Operation Counter Jade Helm: Are Rogue Militants Preparing for War on American Soil?

O
n the third day of Operation Jade Helm 15 — the Special Forces training drill this summer that scared the hell out of nearly half of Texas — an ex-Marine named Pete Lanteri was leaning against a pickup truck at a Citgo station in the tiny town of Bastrop, scoping out an airplane high above the Camp Swift military base. Lanteri was having a bad couple of weeks. The night before, he drove 16 hours from his home outside Phoenix and spent the morning passed out in his Hummer. Five days earlier, he had taken down his Facebook page after it was viciously attacked by angry liberals. The week before that, his dog had died.
Now, however, as he watched the plane turn circles overhead, none of it seemed to matter. He had finally embarked on the personal project that had brought him to Bastrop to begin with: Operation Counter Jade Helm, his plan to monitor the real Jade Helm with civilian volunteers. With him at his observation post were a few key members of CJH’s Texas chapter: Eric Johnston, a retired sheriff’s deputy with a pistol on his hip; Larry Fortney, a sunburned home-improvement guy from the Fort Worth metro area; and Fortney’s wife, Mary Pat, who told me as we wilted in the heat of mid-July that she had signed up with Lanteri not because she feared, as many Texans did, that the Jade Helm troops were going to invade the Lone Star State, but rather because of some deeply felt beliefs about her freedoms as a citizen and how they might be threatened by the New World Order.
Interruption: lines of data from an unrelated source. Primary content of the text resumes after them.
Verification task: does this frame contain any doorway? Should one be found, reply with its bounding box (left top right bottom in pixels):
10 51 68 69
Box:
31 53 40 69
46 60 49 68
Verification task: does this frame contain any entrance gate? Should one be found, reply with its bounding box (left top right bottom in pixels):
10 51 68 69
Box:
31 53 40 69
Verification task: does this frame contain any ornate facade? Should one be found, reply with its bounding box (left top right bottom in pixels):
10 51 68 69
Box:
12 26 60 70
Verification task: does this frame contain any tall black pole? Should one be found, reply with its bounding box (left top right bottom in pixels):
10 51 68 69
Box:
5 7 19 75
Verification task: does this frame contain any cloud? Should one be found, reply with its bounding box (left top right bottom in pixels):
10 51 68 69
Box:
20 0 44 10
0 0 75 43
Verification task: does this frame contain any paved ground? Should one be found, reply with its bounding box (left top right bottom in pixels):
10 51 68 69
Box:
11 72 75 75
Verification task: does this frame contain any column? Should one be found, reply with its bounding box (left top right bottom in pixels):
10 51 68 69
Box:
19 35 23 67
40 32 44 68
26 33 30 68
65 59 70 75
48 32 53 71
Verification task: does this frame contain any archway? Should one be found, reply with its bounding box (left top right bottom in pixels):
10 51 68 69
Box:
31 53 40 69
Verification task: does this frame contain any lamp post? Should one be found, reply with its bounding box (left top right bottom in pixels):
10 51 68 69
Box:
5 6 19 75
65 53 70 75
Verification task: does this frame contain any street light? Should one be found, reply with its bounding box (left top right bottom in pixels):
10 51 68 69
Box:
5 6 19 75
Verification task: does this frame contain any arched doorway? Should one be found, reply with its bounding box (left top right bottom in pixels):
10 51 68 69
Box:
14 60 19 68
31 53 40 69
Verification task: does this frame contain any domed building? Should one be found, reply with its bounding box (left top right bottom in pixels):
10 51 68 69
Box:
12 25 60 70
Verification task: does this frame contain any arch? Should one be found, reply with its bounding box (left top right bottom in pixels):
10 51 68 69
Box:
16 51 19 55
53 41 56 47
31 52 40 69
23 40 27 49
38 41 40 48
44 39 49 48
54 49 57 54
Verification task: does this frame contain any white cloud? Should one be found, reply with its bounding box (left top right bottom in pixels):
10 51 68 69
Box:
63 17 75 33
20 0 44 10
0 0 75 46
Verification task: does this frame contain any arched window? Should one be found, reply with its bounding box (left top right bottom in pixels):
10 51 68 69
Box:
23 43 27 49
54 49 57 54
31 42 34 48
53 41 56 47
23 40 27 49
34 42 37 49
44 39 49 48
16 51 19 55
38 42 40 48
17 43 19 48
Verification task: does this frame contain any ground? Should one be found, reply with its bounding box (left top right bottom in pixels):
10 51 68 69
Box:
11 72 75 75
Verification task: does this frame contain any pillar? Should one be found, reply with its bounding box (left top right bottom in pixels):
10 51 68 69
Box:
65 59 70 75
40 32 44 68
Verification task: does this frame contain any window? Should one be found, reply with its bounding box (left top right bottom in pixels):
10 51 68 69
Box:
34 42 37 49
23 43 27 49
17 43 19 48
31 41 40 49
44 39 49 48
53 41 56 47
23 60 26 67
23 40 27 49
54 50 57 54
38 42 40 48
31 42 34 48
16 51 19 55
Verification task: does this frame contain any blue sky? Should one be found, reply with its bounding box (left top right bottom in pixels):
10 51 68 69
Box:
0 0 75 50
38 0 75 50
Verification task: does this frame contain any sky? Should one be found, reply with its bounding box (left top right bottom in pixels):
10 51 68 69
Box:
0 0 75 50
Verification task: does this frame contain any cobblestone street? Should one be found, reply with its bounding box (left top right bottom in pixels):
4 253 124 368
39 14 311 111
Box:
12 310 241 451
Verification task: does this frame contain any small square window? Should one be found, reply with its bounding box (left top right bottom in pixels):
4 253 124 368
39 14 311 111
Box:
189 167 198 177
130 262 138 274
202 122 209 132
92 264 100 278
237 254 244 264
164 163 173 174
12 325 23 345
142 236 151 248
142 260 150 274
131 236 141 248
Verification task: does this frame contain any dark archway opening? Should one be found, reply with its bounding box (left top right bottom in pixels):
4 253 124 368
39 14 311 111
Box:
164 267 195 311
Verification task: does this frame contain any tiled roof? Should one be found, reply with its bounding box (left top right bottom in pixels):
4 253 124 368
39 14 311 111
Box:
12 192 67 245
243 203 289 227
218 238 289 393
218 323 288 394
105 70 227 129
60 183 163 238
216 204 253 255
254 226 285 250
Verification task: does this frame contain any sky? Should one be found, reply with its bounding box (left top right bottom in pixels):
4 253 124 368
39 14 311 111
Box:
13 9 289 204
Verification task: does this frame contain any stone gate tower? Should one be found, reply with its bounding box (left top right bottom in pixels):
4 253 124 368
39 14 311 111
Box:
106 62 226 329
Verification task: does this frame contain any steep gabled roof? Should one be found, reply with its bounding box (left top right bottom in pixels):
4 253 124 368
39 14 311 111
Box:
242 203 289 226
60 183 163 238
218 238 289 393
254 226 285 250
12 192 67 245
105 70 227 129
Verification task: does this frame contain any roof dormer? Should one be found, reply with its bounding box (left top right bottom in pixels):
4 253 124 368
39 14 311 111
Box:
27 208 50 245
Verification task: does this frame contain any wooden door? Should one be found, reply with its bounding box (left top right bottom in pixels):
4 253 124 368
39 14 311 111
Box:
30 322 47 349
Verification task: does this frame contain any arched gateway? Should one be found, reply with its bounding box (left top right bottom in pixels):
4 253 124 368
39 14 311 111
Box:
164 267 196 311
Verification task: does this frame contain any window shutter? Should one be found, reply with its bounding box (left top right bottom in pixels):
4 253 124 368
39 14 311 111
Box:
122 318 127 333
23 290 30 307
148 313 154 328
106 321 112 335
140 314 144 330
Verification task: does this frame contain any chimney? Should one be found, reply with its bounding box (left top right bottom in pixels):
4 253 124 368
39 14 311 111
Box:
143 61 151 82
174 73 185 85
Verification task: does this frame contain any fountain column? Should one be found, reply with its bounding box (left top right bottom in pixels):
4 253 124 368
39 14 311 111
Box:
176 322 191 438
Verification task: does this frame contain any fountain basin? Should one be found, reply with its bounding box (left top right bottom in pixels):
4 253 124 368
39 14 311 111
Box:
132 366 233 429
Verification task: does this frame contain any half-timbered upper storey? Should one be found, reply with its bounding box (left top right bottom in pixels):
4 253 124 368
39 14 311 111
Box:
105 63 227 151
The team had come together just two hours earlier at a rendezvous near Bastrop’s biggest landmark, the local county courthouse on Pecan Street. Johnston, who had recently quit drinking, but still held a job doing “clean-up” at a tavern, arrived from work in his pickup truck. After a quick greeting, he and Lanteri squatted on the sidewalk to study a map of Texas. Lanteri had received a piece of “intel” about a convoy of vehicles, five hours out of town, moving near a place called Caddo Lake. He reasoned that the troops had been inserted at the lake by parachute or boat drop and were perhaps traveling toward Bastrop with a crew of friendly ranchers. Though there wasn’t much in the way of actual fact to back this theory up, Lanteri conjectured that the Jade Helm soldiers were headed toward Camp Swift.
So when the Fortneys got to the courthouse — Mary Pat in a tank top, Larry in a Harley shirt — everyone drove off toward the base. After briefly getting lost, they eventually reached the Citgo station and arranged themselves in its parking lot, across a highway from Camp Swift. Motorists came and went, unhooking gas pumps and buying little sundries, but the base was deathly silent: a muted space of military monuments and seemingly vacant Quonset huts. For the better part of an hour, nothing happened; cars whizzed by on Highway 95, a windsock rippled, the Texas sun beat down. And that’s when the airplane suddenly appeared.